Find the right position
Posture is just as important when you're asleep. If you sleep on your side, put a pillow between your knees to even out your hips, advises Frost. (If you have a flare on one side, though, don't sleep on it.) Find a pillow that doesn't cause too much forward flection or extension of the neck. "It's all about keeping as good an alignment of the skeletal system as you can," says Frost.
Take care of your eyes
Uveitis, a painful inflammation of the eye, is more common in people with psoriatic arthritis. So check in on your eye health by making regular visits to a healthcare professional. Early diagnosis and treatment can help prevent vision loss and tissue damage.
Having psoriatic arthritis doesn't mean having to forego a trendy bag or briefcase. But you should choose a bag that's on the smaller side, so the extra weight doesn't strain your joints, says Frost. Consider carrying your bag on your forearm instead of using the fragile joints of your hand. And try to use a cross-body bag rather than getting one that has to hang off a single shoulder.
Manage your medications
The right medications are important, not just for relieving pain from psoriatic arthritis, but also for preventing long-term joint destruction. Today, there are many classes of medications available, from over-the-counter NSAIDs (non-steroidal anti-inflammatory drugs) like aspirin or ibuprofen to highly sophisticated DMARDs (disease-modifying antirheumatic drugs) that slow the progression of the disease. Talk to your doctor about the right drug or drugs for you. "Most people (with psoriatic arthritis) are controlled by medication," says Dr. McKown.
The flip side of having a lot of different medications available is that you may need to try a few before finding the one that works for you. "We don't have a good predictor of who's going to respond better to which medication," says Apostolos Kontzias, MD, staff rheumatologist with the Cleveland Clinic in Ohio. Specialists generally have a sequence of first-line, second and third-line drugs they try.
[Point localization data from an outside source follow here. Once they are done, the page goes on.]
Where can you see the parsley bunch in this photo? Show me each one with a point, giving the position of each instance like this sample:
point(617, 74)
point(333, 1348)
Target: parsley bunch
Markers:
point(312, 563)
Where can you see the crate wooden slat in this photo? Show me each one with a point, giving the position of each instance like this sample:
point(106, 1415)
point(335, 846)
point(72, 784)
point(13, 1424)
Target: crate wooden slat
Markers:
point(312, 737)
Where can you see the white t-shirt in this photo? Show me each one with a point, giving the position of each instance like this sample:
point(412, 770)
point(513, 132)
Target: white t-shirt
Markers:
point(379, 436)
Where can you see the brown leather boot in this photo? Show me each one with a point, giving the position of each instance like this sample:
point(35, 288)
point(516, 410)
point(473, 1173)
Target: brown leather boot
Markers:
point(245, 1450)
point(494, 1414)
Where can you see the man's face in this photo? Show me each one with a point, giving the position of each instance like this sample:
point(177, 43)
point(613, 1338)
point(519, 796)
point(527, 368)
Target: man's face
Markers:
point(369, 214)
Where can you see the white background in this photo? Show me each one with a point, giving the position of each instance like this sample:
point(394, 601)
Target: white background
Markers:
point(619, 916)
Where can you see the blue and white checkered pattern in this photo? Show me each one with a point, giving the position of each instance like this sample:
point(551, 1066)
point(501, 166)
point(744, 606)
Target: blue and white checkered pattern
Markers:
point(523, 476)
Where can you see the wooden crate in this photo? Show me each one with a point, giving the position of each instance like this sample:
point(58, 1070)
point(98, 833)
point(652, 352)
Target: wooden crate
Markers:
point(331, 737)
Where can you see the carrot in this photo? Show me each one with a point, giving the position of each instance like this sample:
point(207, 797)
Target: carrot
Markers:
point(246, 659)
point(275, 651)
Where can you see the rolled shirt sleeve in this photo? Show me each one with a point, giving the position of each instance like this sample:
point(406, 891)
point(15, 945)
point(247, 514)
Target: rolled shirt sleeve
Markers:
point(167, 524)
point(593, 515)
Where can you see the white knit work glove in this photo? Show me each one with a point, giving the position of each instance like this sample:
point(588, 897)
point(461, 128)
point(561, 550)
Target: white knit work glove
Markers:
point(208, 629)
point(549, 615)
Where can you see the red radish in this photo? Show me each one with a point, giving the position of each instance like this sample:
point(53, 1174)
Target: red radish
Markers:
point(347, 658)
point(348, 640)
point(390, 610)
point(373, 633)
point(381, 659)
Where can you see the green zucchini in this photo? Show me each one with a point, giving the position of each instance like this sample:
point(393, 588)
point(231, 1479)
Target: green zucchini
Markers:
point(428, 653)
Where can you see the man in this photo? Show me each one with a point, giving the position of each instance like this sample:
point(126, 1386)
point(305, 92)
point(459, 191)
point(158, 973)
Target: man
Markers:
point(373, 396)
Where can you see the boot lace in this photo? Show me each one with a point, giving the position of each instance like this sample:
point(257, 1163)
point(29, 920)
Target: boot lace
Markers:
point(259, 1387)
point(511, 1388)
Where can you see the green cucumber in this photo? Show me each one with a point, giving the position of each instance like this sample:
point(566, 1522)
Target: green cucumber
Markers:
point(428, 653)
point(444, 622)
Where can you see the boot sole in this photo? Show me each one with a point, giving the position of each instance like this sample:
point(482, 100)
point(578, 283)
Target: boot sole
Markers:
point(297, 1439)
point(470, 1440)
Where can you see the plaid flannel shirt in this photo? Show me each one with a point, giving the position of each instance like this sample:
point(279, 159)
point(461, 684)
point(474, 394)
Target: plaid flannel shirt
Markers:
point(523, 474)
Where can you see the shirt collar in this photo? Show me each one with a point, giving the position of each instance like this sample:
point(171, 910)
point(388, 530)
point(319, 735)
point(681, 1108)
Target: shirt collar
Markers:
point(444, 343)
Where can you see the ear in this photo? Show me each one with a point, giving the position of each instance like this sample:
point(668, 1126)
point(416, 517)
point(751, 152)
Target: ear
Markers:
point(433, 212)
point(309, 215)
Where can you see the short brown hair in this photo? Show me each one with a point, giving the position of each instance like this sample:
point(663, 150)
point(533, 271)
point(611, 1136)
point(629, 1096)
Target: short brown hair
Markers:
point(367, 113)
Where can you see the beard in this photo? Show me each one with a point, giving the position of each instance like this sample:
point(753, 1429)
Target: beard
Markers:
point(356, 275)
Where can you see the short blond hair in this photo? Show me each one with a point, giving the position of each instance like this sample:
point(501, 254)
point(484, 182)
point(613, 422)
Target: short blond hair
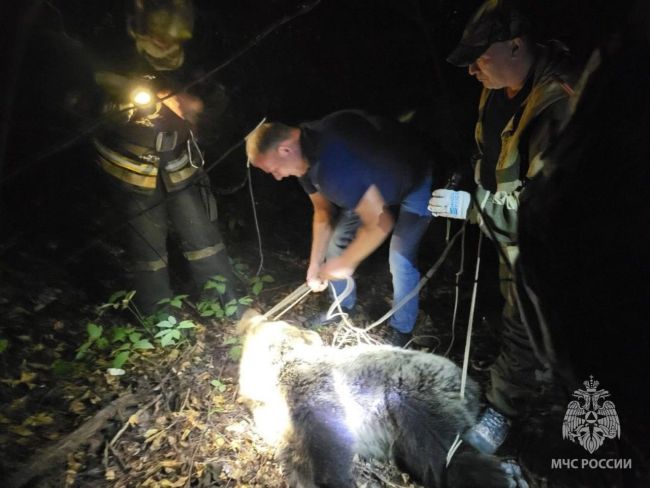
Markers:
point(266, 137)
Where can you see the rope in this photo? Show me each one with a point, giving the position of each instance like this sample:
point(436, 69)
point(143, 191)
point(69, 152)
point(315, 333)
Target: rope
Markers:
point(457, 291)
point(463, 379)
point(428, 275)
point(288, 302)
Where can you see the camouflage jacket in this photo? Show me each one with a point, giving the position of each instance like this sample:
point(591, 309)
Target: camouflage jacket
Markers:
point(524, 139)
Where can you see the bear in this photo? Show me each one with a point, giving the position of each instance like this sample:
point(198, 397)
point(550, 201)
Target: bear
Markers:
point(319, 406)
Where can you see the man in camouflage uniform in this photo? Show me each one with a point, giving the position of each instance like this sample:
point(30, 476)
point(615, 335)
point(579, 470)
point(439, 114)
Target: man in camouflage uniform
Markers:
point(522, 106)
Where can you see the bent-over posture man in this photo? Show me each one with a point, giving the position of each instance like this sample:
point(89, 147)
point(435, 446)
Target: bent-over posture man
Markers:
point(354, 167)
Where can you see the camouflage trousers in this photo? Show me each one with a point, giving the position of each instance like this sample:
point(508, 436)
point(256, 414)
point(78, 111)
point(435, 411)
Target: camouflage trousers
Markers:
point(516, 373)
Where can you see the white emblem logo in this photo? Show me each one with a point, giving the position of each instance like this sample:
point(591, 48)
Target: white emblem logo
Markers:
point(592, 422)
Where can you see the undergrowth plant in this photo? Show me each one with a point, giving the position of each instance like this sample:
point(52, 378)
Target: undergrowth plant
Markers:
point(121, 343)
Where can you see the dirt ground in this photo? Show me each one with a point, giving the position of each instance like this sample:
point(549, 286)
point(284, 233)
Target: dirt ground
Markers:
point(173, 418)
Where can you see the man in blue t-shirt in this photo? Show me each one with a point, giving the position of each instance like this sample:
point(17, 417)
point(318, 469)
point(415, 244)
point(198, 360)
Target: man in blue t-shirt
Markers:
point(354, 167)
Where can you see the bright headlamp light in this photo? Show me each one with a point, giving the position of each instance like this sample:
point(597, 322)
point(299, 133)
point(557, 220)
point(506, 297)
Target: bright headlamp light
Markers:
point(142, 97)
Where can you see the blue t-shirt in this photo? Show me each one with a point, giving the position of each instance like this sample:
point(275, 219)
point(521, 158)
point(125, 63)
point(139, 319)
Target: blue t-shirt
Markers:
point(349, 151)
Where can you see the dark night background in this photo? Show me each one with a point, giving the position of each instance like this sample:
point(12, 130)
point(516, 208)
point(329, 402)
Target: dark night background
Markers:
point(384, 56)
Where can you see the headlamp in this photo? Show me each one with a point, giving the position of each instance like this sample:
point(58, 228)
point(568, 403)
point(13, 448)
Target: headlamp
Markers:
point(142, 97)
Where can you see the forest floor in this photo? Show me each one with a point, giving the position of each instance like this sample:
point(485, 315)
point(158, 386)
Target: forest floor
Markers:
point(91, 395)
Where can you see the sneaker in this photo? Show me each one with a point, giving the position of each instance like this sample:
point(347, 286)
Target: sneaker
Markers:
point(489, 433)
point(399, 339)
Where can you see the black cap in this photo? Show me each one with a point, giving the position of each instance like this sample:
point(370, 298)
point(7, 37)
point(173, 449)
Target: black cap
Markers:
point(495, 21)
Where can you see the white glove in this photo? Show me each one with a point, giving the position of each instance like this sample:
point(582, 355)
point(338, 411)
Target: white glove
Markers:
point(449, 203)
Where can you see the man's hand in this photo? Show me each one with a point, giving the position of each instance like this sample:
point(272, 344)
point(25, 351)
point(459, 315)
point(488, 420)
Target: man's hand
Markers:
point(449, 203)
point(314, 281)
point(335, 269)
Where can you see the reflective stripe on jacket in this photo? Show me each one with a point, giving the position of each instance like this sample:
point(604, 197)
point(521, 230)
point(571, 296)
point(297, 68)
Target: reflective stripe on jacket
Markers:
point(142, 148)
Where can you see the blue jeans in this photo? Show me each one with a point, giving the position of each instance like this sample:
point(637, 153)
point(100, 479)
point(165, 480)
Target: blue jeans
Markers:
point(411, 225)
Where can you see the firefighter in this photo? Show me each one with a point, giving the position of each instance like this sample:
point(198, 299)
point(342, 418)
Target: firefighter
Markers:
point(149, 154)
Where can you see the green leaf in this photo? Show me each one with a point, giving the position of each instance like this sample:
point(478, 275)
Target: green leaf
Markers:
point(169, 338)
point(117, 296)
point(257, 287)
point(177, 302)
point(235, 353)
point(83, 349)
point(120, 359)
point(186, 324)
point(94, 331)
point(218, 385)
point(164, 324)
point(119, 334)
point(135, 337)
point(143, 344)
The good news is that most people will eventually find the right fit. "We keep trying until we find the right one," he says.
Find a support system
Having psoriatic arthritis—or any chronic disease—can be an isolating experience. Pain and discomfort may make you not want to go out or seek social contact, but having a supportive community will make life much more enjoyable. Thanks to the Internet, it's easy to find one-on-one help and groups of people who understand. The National Psoriasis Foundation, the Arthritis Foundation, and Inspire can help you connect.
Manage your stress
Stress can aggravate inflammation and is a well-known trigger for both psoriasis and psoriatic arthritis flare-ups, says Dr. Kontzias. For that reason, many patients find that stress management techniques can often improve quality of life. Try deep breathing, gentle yoga, or cutting down on multi-tasking.
Check your blood pressure
According to one recent study, people with psoriatic arthritis had a 30% higher incidence of hypertension when compared with people who had severe psoriasis. And people with psoriasis are already at a higher risk for cardiovascular problems. Make sure you have your blood pressure and cholesterol levels checked regularly. Detect problems early and get them treated pronto, avoiding more serious issues later on.